Le premier quatuor de Chostakovitch n’est pas aussi simple qu’il en a l’air. Les MODIOGLIANI ont choisi de lui garder un caractère simple sans chercher à le faire rentrer de manière artificielle dans ce que Chostakovitch fera par la suite. C’est un Quatuor d’essai, certes  très abouti, mais pas encore mordant, grinçant ou dur comme le seront les opus suivants. Dans la berceuse du mouvement lent, l’alto de Laurent Marfaing sait être tendre et chaud et il arrive à mettre une sorte d’autodérision du plus bel effet. Le final vif argent est éblouissant et plein d ‘allégresse.

Après l’entracte le troisième Quatuor de Schuman permettra aux quatre amis de développer nuances, phrasés amples et couleurs plus affirmées. L’esprit romantique souffle avec vigueur et la jeunesse en sa fougue se déploie. Après cette interprétation qui retrouve la perfection instrumentale de la première partie, les audaces romantiques assumées du Schumann valident les choix de mesure précédents. Schumann ne reviendra plus au Quatuor à cordes, il ne pourra plus renoncer au piano pour sa musique de chambre. Il a déjà tout offert en trois flamboyants Quatuors.
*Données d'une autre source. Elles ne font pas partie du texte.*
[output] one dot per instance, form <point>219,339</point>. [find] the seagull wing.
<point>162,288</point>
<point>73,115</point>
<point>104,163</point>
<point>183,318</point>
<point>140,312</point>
En somme le quatuor Modigliani est aujourd’hui composé de personnalités bien affirmées qui se moulent en une harmonie parfaite. La maturité arrive et leur répertoire va évoluer. Le public ne s’y est pas trompé qui leur a fait une ovation. Il a obtenu en bis le final du Quatuor du nouveau monde de Dvorak. Le message est clair : le monde de la maturité et ses quatuors plus «  lourds » s’offre à ces artistes attachants ; ils l’assument et vont y apporter leur vitalité et leur riche musicalité. Une belle sérénité pour l’avenir.

Compte-rendu, concert. Paris, Philharmonie. Biennale de quatuors à cordes. Paris.  Grande salle philharmonie 2, le 24 janvier 2016 ; Wolfgang Amadeus Mozart (1756-1791) : Quatuor à cordes n°15 en ré mineur K.421 ; Dmitri Chostakovitch (1906-1975) : Quatuor à cordes n°1 en ut majeur op.49 ; Robert Schumann (1810-1856 ) : Quatuor à cordes en la majeur op.41 n°3 ; Quatuor MODIGLIANI: Philippe Bernhard et Loïc Rio, violons ; Laurent Marfaing, alto ; François Kieffer , violoncelle.